As part of the agreement, Motorola will pay royalties to Qualcomm at rates consistent with those generally paid by the industry for using newly licensed patents. Licenses Motorola originally granted to Qualcomm in 1990 for subscriber and infrastructure products were terminated since Qualcomm sold those businesses.

The agreement ends three years of complex litigation comprising seven separate federal court cases alleging claims and counterclaims for patent infringement, trade dress infringement, breach of the parties’ license agreements, misappropriation of trade secrets and unfair competition.

The dispute between the two companies began in February 1997, when Qualcomm introduced its Q phone series at a Cellular Telecommunications Industry Association trade show. Motorola claimed the new CDMA handset violated its patents because the phone copied the basic look and functions of the StarTac wearable phone.

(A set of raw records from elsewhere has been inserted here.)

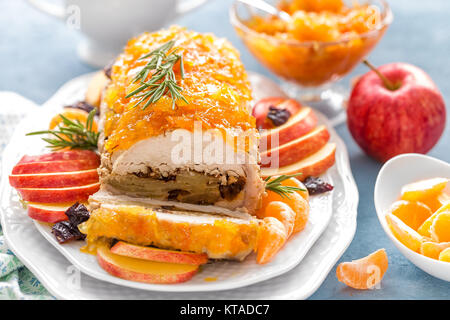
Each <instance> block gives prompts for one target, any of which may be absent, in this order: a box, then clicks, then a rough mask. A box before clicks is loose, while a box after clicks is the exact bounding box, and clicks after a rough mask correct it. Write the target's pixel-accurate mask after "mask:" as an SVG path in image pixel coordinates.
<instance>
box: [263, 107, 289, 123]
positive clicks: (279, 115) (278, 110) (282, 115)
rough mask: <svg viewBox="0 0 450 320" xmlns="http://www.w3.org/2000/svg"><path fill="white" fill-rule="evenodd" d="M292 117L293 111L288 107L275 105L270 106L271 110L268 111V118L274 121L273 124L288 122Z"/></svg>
mask: <svg viewBox="0 0 450 320" xmlns="http://www.w3.org/2000/svg"><path fill="white" fill-rule="evenodd" d="M290 117H291V112H290V111H289V110H288V109H278V108H275V107H274V106H270V107H269V112H268V113H267V119H269V120H270V121H272V123H273V125H274V126H276V127H278V126H281V125H282V124H284V123H286V121H288V120H289V118H290Z"/></svg>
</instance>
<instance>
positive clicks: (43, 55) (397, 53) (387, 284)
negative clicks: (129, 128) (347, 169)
mask: <svg viewBox="0 0 450 320" xmlns="http://www.w3.org/2000/svg"><path fill="white" fill-rule="evenodd" d="M230 4H231V0H210V1H209V3H208V4H206V5H204V6H203V7H201V8H200V9H198V10H196V11H194V12H192V13H190V14H188V15H186V16H184V17H182V18H181V19H179V20H178V21H175V23H177V24H180V25H184V26H186V27H188V28H190V29H193V30H196V31H200V32H213V33H215V34H216V35H218V36H221V37H226V38H227V39H229V40H230V41H231V42H232V43H233V44H234V45H235V46H236V47H237V48H238V49H239V50H240V52H241V54H242V60H243V62H244V64H245V65H246V68H247V69H248V70H253V71H257V72H260V73H263V74H265V75H267V76H270V77H272V78H274V79H275V77H274V76H273V75H271V74H270V73H269V71H268V70H266V69H265V68H264V67H262V66H261V65H260V64H259V63H258V62H257V61H256V60H255V59H254V58H253V57H252V56H251V55H250V53H249V52H248V51H247V49H246V48H245V47H244V46H243V44H242V43H241V42H240V41H239V39H238V38H237V36H236V34H235V32H234V30H233V29H232V27H231V25H230V23H229V20H228V8H229V6H230ZM390 4H391V6H392V10H393V12H394V22H393V24H392V26H391V27H390V28H389V30H388V32H387V33H386V35H385V37H384V38H383V39H382V41H381V42H380V44H379V45H378V46H377V47H376V49H375V50H374V51H373V52H372V53H371V55H370V60H371V61H372V63H374V64H376V65H382V64H385V63H389V62H396V61H403V62H409V63H412V64H414V65H417V66H419V67H420V68H423V69H424V70H425V71H426V72H427V73H428V74H429V75H430V76H431V77H432V78H433V79H434V81H435V82H436V84H437V85H438V87H439V88H440V90H441V91H442V93H443V95H444V99H445V101H446V102H447V104H449V103H450V81H449V79H450V65H449V63H448V56H449V53H450V19H449V18H448V17H449V15H450V1H448V0H434V1H421V0H395V1H390ZM99 23H101V22H99ZM79 40H80V35H79V34H78V33H77V32H76V31H74V30H69V29H67V28H66V27H65V25H64V24H63V23H61V22H60V21H58V20H56V19H53V18H50V17H48V16H46V15H44V14H42V13H40V12H38V11H36V10H35V9H33V8H31V7H30V6H28V5H27V3H26V1H25V0H0V90H11V91H15V92H18V93H19V94H21V95H23V96H25V97H27V98H29V99H31V100H33V101H35V102H36V103H39V104H40V103H43V102H45V101H46V100H47V99H48V98H49V97H51V96H52V94H53V93H54V92H55V91H56V90H57V89H58V88H59V87H60V86H61V85H62V84H64V83H65V82H66V81H68V80H70V79H72V78H74V77H76V76H78V75H81V74H84V73H87V72H91V71H93V70H94V69H93V68H91V67H89V66H87V65H85V64H83V63H82V62H81V61H80V60H79V59H78V57H77V55H76V44H77V42H78V41H79ZM366 71H367V70H366V69H365V68H364V67H363V66H359V67H358V68H356V70H354V71H353V72H352V74H351V75H349V76H348V77H346V78H345V79H343V80H342V81H341V83H342V84H343V85H345V86H347V87H348V86H349V79H350V78H351V77H352V76H354V75H357V74H362V73H364V72H366ZM0 104H1V102H0ZM448 108H449V107H448V106H447V110H448ZM0 112H1V107H0ZM447 122H448V121H447ZM337 130H338V133H339V135H340V136H341V137H342V138H343V139H344V141H345V142H346V144H347V148H348V151H349V155H350V162H351V167H352V171H353V175H354V177H355V180H356V183H357V185H358V189H359V193H360V202H359V206H358V227H357V231H356V235H355V237H354V239H353V241H352V243H351V244H350V246H349V247H348V249H347V251H346V252H345V253H344V255H343V256H342V257H341V259H340V260H339V262H342V261H350V260H353V259H358V258H360V257H363V256H366V255H367V254H369V253H371V252H373V251H375V250H377V249H379V248H386V250H387V253H388V256H389V269H388V271H387V273H386V275H385V277H384V278H383V281H382V284H381V288H380V289H377V290H367V291H358V290H353V289H350V288H347V287H346V286H345V285H343V284H342V283H340V282H338V281H337V279H336V276H335V267H334V268H333V269H332V270H331V272H330V274H329V275H328V277H327V278H326V279H325V281H324V282H323V284H322V285H321V287H320V288H319V289H318V290H317V292H316V293H315V294H314V295H313V296H312V297H311V299H449V298H450V283H449V282H445V281H441V280H438V279H435V278H433V277H432V276H430V275H428V274H426V273H425V272H423V271H421V270H420V269H418V268H416V267H415V266H414V265H413V264H411V263H410V262H409V261H408V260H407V259H406V258H404V257H403V256H402V255H401V254H400V252H399V251H398V250H397V249H396V248H395V247H394V245H393V244H392V242H391V241H390V240H389V239H388V237H387V236H386V235H385V233H384V231H383V230H382V228H381V226H380V224H379V222H378V219H377V216H376V212H375V207H374V203H373V189H374V184H375V179H376V176H377V173H378V171H379V169H380V167H381V164H380V163H378V162H376V161H374V160H372V159H371V158H369V157H368V156H366V155H365V154H364V153H363V152H362V151H361V149H359V147H358V146H357V145H356V144H355V142H354V141H353V139H352V137H351V136H350V134H349V131H348V129H347V127H346V126H345V125H341V126H340V127H338V129H337ZM449 147H450V126H449V125H448V123H447V127H446V130H445V133H444V135H443V136H442V138H441V140H440V141H439V143H438V144H437V145H436V146H435V147H434V149H433V150H432V151H431V152H430V155H431V156H434V157H437V158H440V159H442V160H445V161H447V162H450V152H449V151H450V148H449Z"/></svg>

Last year, both Motorola and Qualcomm expanded the dispute with new lawsuits, while the court ruled in Qualcomm’s favor, finding that its Q phone design did not infringe on Motorola’s phone-design patents. Qualcomm had asked the district court to terminate all of Motorola’s CDMA licenses that Qualcomm granted the company under a patent license agreement, claiming the infringement case Motorola filed violated Qualcomm’s 1990 patent agreements with Motorola. Motorola countersued, charging Qualcomm with breach of contract. A trial was set for June.

Motorola and Qualcomm also agreed to a three-year moratorium on patent infringement lawsuits with respect to CDMA subscriber products, network equipment, chipsets and test equipment. Additional details of the settlement were not announced by either company.